Its trade policies rewrote in English.

Its oil, leased on ninety-nine-year contracts.

And now, it played host to a gathering of hemispheric consequence.

The Mexican foreign minister, coached for days by American State Department advisors, stood tall and confident.

With a voice that echoed off the chamber walls, he laid the bait:

“The fall of France in six days. The Royal Navy bleeding in the Channel. The Central Powers now stretch from Kamchatka to the Pyrenees, their boots planted on every sovereign capital between.”

He paused, letting the silence settle like fog.

“And yet the New World stands untouched. Not by distance, but by providence. We now face a singular decision: Do we wait, and be picked off one by one when the wolf finds our doors… or do we act now, as one.”

The Peruvian delegate stirred. “And you believe Washington will honor its promises?”

The Mexican nodded, sliding a packet across the table.

Inside: military aid packages, industrial investment projections, co-development treaties.

But more than money, it was status. Inclusion.

The promise that, for once, Latin America would not be the chessboard, but the player.

“Help us hold the line. Help us contain the Reich before it turns its eyes across the Atlantic. Join the Allied Pact, and your industries will not just survive, but thrive. Your armies will not fight alone. And when the peace is written, your voices will be among the authors.”

The Argentinians remained quiet.

The Brazilians whispered among themselves.

But already, deals were being made.

Outside the palace, American advisors were distributing maps.

Not of Europe, but of shipping routes. Port upgrades. Oil reserves.

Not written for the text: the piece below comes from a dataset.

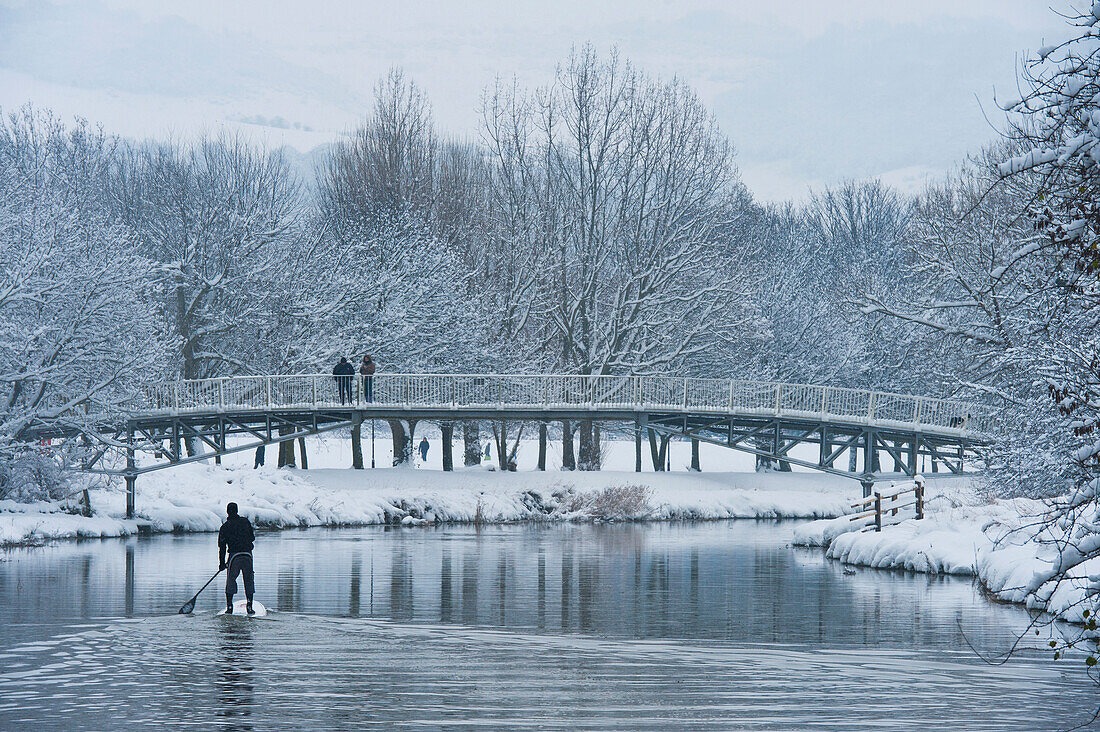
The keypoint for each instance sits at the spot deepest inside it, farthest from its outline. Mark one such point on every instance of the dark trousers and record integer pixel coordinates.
(240, 564)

A war for hearts and minds had begun.

And this time, it would be fought with ink and silver tongues before bullets and steel.

But the heart was weak, and the mind was foolish.

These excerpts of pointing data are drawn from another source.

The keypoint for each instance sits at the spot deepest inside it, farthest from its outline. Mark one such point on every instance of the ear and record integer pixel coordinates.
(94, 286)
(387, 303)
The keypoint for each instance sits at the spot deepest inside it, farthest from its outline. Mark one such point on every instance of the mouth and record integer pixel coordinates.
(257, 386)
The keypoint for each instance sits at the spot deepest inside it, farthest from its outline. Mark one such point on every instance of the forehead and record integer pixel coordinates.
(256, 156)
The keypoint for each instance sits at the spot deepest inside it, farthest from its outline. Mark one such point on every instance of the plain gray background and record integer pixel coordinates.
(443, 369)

While America consolidated its hopes on the power of unity.

Germany placed its faith in blood and iron.

From Burgundy to the Tsaritsyn, forges worked day and night.

Producing armor, artillery, munitions, and everything in between.

Alliances were already forged in the past decades, crowns wielded by men fit to wear them.

Germany’s war machine grew, and its allies bolstered with their advances.

They were not simply forging a war machine, but a railway, into a new horizon.

One that would not end in Paris, nor with France’s fall.

But would thunder on, east, west, and beyond, toward a future shaped not by peace, but by victory.